Like most occupations, it's helpful to have a process in place as I go about my work. I haven't seen many creatives approach this subject, so I thought it might be helpful to spend the next few weeks sharing my own creative process. While my method may not work for everyone, my hope is that these posts will encourage you to streamline your own process and think through the steps you take as you go about your work. (Why is it important to have a process? Find out in last week's post!)

Visual Communication Design. I always wondered why they changed a simple, common name like "Graphic Design" to an unrecognizable name with so many syllables. I feel the need to explain myself when I tell people that my degree is a Bachelor of Fine Arts in Visual Communication Design, so I end up bypassing it all and sticking to what everyone is already familiar with: "I have a degree in graphic design."

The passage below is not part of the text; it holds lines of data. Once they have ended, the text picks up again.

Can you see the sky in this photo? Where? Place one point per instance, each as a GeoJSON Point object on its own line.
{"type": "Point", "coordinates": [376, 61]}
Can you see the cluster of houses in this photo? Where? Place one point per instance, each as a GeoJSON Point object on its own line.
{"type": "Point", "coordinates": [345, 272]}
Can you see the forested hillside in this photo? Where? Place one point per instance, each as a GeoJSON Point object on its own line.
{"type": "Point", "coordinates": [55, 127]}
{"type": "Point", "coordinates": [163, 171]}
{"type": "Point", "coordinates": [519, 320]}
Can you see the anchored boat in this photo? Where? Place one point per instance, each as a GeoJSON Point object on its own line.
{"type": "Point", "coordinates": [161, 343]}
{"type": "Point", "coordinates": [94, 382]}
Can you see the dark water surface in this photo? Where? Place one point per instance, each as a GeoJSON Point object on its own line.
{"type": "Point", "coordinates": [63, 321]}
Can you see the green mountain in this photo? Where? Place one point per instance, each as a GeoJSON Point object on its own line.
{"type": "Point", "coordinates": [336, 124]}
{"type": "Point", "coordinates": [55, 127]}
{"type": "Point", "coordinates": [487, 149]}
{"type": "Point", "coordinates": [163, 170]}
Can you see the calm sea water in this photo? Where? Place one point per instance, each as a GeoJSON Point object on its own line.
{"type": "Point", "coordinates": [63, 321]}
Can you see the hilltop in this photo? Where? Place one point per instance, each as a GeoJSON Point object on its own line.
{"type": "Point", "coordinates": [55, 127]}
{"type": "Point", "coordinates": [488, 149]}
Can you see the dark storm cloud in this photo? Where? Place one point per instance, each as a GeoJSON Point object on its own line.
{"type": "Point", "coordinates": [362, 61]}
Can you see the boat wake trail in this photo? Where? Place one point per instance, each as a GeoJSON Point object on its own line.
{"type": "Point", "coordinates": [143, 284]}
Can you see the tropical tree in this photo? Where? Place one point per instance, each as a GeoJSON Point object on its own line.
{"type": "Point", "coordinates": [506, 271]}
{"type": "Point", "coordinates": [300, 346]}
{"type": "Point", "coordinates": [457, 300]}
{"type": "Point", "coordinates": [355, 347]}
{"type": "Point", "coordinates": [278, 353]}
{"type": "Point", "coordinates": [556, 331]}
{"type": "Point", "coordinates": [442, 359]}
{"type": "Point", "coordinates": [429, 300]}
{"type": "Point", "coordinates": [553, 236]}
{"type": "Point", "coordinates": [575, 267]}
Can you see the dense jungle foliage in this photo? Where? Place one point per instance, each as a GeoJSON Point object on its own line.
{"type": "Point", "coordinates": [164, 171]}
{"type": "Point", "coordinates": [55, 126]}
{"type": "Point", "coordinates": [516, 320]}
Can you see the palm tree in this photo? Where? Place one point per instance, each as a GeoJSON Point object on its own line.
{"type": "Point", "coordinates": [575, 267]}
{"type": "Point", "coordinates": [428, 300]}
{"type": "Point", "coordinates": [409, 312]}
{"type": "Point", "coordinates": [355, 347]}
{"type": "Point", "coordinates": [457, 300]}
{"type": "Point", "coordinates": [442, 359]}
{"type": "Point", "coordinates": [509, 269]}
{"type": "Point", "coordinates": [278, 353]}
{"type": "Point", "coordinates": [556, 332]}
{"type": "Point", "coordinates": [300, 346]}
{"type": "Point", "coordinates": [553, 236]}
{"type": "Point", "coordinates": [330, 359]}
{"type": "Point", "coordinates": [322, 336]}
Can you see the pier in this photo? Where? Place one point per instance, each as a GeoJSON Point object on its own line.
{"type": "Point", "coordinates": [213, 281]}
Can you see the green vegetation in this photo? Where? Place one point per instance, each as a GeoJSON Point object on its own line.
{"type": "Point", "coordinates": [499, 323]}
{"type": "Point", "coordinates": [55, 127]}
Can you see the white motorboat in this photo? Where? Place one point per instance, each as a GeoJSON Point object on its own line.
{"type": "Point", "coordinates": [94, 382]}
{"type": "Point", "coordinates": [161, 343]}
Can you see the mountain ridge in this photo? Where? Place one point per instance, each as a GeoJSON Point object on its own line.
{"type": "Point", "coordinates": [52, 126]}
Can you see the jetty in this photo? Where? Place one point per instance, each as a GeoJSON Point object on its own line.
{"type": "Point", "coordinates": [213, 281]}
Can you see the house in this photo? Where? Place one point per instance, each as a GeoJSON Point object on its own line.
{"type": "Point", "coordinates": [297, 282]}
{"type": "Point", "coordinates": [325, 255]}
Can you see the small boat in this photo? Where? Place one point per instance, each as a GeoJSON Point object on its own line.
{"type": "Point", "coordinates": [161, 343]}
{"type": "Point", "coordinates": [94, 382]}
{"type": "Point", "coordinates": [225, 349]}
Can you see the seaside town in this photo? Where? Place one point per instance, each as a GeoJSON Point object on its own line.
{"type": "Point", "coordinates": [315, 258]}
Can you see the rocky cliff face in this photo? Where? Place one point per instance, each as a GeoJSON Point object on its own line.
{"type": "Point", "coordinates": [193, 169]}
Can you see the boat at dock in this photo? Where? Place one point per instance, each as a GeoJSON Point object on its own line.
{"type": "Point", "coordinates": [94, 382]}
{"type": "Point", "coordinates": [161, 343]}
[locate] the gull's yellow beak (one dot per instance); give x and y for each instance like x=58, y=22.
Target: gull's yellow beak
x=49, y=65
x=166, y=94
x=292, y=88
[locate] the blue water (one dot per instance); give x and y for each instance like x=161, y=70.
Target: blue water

But the longer I'm in this field, the more I see that the name is a perfect fit. Graphic design isn't only about creating pretty things (although that's definitely one my goals as a designer); it's about problem solving to visually communicate an idea.

Clients come to me with problems: they don't have a website for their business, their current logo and website don't accurately capture the mission of their company, they're narrowing their focus and they want their brand to reflect their change in direction, etc. In order to solve their problems, visually communicate their ideas, and meet their needs, I have to clearly understand what their needs are. Which brings me to step 1 of my creative process...

Defining the Problem

It seems so simple, doesn't it? But if I miss this step, I miss the boat. If I don't clearly define the problem and communicate with my client before I put pen to paper, I will end up with 10+ revisions and an unhappy customer down the road. I have to have a good understanding of what the client's goals and expectations are in order to deliver a brand that accurately displays their business.

What does this look like?

Like most designers, I meet with my clients in person or by Skype for an initial consultation to discuss their project. This usually involves many questions, some clarification, and a lot of listening. I start by asking questions about their business before I begin asking about their design needs. What is the purpose and mission of your business? How did you get started? Who is your ideal customer? What are your business goals? Then I move onto more specific questions: What are you looking for in terms of design? What are some keywords that come to mind when you envision your new brand and website? While I listen to the answers, I jot down lots and lots of notes on my Client Detail sheet. I keep those notes nearby and refer back to them when I move into the next step of my process (more on that next week!)

Many designers create a creative brief after they meet with a client to compile their notes and nail down project goals. A creative brief is a usually a single-page document that outlines the purpose and expectations of a project, and it's a great way to make sure that you and your client are on the same page. (Visit this great article for more insight into creative briefs.)

Communication is fundamental in my design process and in my occupation. In order to visually communicate an idea through design, I have to define the problem and know who and what I'm designing for. 

What could this step look like for you?

Whether you're an engineer, teacher, hairstylist, bank teller, photographer, or even a student, chances are your first step deals with some sort of problem solving and communication. So what could this step look like for you? What tips and advice have you found helpful for clearly communicating and documenting expectations with your clients and coworkers?